60 Ermittler durchsuchten 17 Objekte in Bonn wegen Verdachts auf Großbetrug mit Führerscheinen

Bonn. Zahlreiche türkische Führerschein-Anwärter warteten am Mittwoch zwar nicht umsonst, aber vergebens auf ihren Fahrprüfer vom TÜV. Ihre Fahrprüfung fiel ersatzlos aus, denn für den Mann interessierten sich Polizei, Staatsanwaltschaft und Steuerbehörden.

Und nicht nur für den TÜV-Mitarbeiter: Auf der Spur eines großangelegten Steuerbetrugs mit Führerscheinen für türkische Mitbürger durchsuchten am Mittwochmorgen 60 Ermittler zeitgleich 17 Geschäfts- und Privaträume, darunter fünf Fahrschulen in Bonn und Umgebung.

Im Mittelpunkt des Interesses: fünf verdächtige Personen - ein Fahrschulbesitzer, besagter TÜV-Fahrprüfer und die drei Inhaber einer angeblichen Fahrschule, jedoch ohne Lizenz, in Bonn - gebürtige Türken, und zwar Vater, Mutter und Sohn. Die drei gelten nach Ermittlerangaben als Dreh- und Angelpunkt des vermuteten Betrugsmanövers mit einem Schaden, den die Steuerfahnder mit einer halben Million Euro angeben.

Wie der Sprecher der Bonner Staatsanwaltschaft, Fred Apostel, auf Anfrage bestätigte, war die Masche so einfach wie wirkungsvoll: Die sogenannte "Führerscheinfahrschule" aus Bonn warb auch in der in Deutschland erscheinenden türkischen Zeitung "Hürriyet" damit, Führerscheine in drei bis zehn Tagen beschaffen zu können, auch für problematische Fälle.

Die Kunden kamen reichlich - und zahlten eigenen Angaben zufolge auch so: Bis zu 3 000 Euro wurden am Mittwoch von den vergeblich wartenden Prüflingen als Preis für den angeblich so leicht zu erwerbenden Führerschein genannt; gezahlt worden sei an die Familienfirma aus Bonn, die selbst niemanden in der Kunst des Fahrens ausbilden durfte und konnte. Sie reichte die Kunden laut Apostel weiter an echte Fahrschulen, die nun durchsucht wurden.

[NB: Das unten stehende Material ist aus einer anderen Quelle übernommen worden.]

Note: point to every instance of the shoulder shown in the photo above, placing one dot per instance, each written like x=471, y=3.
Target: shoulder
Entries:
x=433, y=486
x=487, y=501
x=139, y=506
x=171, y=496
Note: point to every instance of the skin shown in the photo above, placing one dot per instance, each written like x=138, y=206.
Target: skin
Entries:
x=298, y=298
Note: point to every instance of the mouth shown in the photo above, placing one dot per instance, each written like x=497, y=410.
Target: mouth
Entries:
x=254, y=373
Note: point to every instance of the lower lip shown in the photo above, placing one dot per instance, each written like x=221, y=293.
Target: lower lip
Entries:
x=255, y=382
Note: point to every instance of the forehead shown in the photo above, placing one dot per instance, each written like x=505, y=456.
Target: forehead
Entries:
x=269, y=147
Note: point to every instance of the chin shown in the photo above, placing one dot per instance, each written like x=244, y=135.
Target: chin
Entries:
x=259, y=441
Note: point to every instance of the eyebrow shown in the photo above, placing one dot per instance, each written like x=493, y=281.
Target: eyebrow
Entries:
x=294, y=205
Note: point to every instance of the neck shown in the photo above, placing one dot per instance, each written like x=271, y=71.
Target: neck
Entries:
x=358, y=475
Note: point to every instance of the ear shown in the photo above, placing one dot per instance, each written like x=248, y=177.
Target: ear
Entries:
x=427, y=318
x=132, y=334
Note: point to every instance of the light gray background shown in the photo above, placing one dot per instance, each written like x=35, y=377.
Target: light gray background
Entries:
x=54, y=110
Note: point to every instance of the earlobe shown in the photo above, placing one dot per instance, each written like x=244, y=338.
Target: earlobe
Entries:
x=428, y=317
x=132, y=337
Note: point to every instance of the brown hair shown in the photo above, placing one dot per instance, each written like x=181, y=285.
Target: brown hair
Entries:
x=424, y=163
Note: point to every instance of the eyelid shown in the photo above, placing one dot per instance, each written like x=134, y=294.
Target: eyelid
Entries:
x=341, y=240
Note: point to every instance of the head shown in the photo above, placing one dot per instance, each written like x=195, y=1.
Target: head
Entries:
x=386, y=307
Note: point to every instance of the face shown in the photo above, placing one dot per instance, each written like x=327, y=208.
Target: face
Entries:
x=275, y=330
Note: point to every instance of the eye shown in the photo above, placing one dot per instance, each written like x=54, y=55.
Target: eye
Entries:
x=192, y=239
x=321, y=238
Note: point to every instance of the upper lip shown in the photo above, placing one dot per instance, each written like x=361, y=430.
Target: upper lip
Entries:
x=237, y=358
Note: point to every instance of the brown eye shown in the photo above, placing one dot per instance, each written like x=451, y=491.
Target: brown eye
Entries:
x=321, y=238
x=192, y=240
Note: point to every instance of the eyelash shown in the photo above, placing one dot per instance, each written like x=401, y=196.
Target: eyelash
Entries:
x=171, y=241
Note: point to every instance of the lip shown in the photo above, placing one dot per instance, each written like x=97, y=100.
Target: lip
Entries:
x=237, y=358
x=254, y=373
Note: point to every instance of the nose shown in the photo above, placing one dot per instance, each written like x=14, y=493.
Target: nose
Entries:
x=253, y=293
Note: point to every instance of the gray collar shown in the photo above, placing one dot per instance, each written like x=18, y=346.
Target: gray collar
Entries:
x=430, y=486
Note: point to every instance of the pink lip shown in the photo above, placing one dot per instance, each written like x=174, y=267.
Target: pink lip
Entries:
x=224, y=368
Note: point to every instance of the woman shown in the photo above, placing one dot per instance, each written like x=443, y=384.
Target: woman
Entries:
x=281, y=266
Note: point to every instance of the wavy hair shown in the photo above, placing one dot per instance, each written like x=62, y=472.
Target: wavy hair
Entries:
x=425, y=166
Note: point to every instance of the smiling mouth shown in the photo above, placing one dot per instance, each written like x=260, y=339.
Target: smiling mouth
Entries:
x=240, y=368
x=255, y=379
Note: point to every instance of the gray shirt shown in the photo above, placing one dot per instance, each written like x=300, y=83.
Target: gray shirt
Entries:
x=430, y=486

Beim Finanzamt, so die Ermittler, seien jedoch erheblich niedrigere Preise für Führerscheine angegeben worden - und auch nur ein Bruchteil des wahren Kundenaufkommens. Dass die Ermittler am Mittwoch überhaupt so gezielt zuschlagen konnten, verdanken sie den Erkenntnissen einer Razzia, die bereits vor einem Jahr durchgeführt wurde im Rahmen von Ermittlungsverfahren der Bochumer und der Bonner Staatsanwaltschaft in dieser Sache. Nun werden erst einmal die am Mittwoch sichergestellten Unterlagen gesichtet und die Verdächtigen vernommen.